E temos, em muitos casos, a proletarização de agentes que tinham vida de trabalho
desafogada, bem como a semiescravização laboral: trabalhadores precários,
sobrecarregados, em condições inumanas, mal pagos e sem direitos (anestesiados
pelo regime de prestação de serviços e pela famigerada inevitabilidade).
***
Entretanto, há
tentativas de reverter ou de, pelo menos, mitigar a situação.
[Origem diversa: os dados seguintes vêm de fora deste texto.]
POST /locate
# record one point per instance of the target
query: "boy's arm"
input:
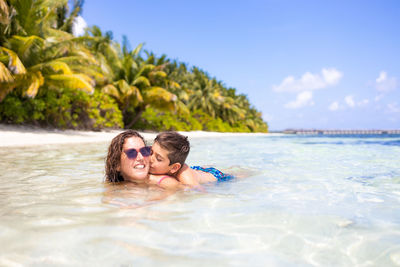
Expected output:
(188, 177)
(167, 182)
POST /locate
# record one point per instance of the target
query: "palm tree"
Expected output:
(32, 60)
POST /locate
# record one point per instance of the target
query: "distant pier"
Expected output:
(340, 132)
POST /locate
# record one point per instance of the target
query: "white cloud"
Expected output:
(384, 83)
(393, 108)
(334, 106)
(378, 97)
(78, 28)
(303, 99)
(349, 101)
(363, 102)
(310, 81)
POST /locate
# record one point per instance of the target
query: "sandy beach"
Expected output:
(22, 136)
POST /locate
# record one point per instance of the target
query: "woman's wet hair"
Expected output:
(177, 145)
(113, 159)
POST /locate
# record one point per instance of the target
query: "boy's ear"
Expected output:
(175, 168)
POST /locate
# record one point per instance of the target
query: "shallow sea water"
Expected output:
(304, 201)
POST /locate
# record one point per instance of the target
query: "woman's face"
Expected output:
(137, 169)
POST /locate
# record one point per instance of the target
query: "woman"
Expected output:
(128, 159)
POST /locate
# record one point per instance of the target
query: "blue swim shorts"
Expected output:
(217, 173)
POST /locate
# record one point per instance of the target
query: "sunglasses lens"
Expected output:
(145, 151)
(131, 153)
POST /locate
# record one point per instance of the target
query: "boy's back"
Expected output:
(191, 177)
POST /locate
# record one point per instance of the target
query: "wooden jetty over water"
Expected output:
(339, 132)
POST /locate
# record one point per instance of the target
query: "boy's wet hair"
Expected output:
(177, 145)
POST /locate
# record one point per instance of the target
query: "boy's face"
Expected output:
(159, 161)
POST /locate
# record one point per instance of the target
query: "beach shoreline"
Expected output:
(27, 136)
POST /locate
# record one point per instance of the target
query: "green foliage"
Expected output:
(63, 109)
(108, 86)
(156, 120)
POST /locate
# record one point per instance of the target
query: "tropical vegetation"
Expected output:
(50, 77)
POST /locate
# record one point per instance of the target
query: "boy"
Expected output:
(169, 152)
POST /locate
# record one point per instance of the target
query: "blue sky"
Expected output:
(303, 64)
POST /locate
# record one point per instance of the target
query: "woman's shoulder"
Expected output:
(164, 181)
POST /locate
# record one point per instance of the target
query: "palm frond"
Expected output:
(160, 98)
(35, 81)
(111, 90)
(4, 16)
(14, 63)
(5, 74)
(73, 81)
(27, 47)
(141, 81)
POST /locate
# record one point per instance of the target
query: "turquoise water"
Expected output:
(304, 201)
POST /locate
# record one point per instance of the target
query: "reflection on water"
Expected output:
(307, 200)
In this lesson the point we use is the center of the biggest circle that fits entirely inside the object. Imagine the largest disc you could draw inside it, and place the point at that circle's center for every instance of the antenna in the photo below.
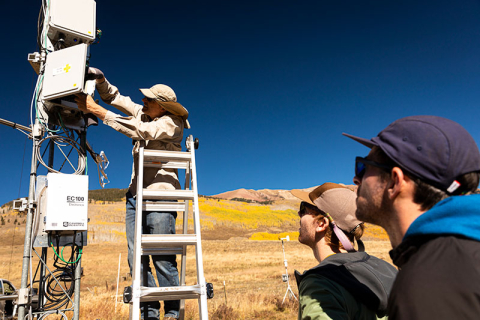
(285, 277)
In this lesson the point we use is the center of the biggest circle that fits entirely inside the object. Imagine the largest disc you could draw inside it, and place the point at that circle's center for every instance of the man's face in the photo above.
(308, 224)
(372, 203)
(152, 108)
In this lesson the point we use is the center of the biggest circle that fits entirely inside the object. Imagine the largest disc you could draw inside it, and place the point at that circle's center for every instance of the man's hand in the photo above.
(87, 105)
(94, 73)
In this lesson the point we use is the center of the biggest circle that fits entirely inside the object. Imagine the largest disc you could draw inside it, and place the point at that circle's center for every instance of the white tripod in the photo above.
(285, 276)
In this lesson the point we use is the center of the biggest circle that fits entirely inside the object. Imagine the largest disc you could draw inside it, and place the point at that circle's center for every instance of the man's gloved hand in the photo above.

Dão-se alguns dos
exemplos mais significativos.
Foi aprovada,
a 10 de fevereiro, no Parlamento, a Agenda do Trabalho Digno, que o Presidente da
República promulgou a 22 de março.
O diploma contempla
cerca de 70 medidas, com os seguintes objetivos: combater a precariedade e valorizar
os salários; incentivar o diálogo social e a negociação coletiva, para que as
soluções encontradas reflitam as realidades concretas de cada situação; promover
a igualdade no mercado de trabalho entre mulheres e homens, com medidas novas
destinadas a incentivar a real partilha das responsabilidades familiares; criar
condições para melhor equilíbrio entre a vida profissional, a familiar e a pessoal;
e reforçar os mecanismos de fiscalização, nomeadamente com cruzamento de dados
para deteção mais eficaz de situações irregulares.
Por seu turno,
a Associação Portuguesa de Certificação (APCER) promove a vertente de entidade
familiarmente responsável nas empresas (EFR) e emite o certificado de EFR.
Com efeito, em
todas as organizações, o objetivo das medidas de conciliação da vida profissional,
pessoal e familiar é assegurar que as pessoas tenham sucesso nestas três
dimensões da vida. As evidências revelam que o apoio aos trabalhadores no esforço
de equilíbrio do trabalho com a vida pessoal e familiar não é “amabilidade”,
mas obrigação. E lograr este equilíbrio resulta em benefício para todos os
envolvidos, ao impactar, de forma positiva, na produtividade, na atração de
talentos, na motivação e na retenção de força de trabalho.
Assim, a certificação
EFR – Entidade Familiarmente Responsável é promovida pela Fundação Másfamilia, de que a APCER é parceiro, a
fim de responder ao atual contexto sócio-laboral marcado pela flexibilidade, pela
competitividade e pelo compromisso.
Os
principais benefícios da implementação e da posterior certificação, de acordo
com este referencial, são: a melhoria da imagem corporativa e da marca; o aumento
da produtividade e da competitividade; a atração e a retenção de talentos; e a atração
de investimentos socialmente responsáveis.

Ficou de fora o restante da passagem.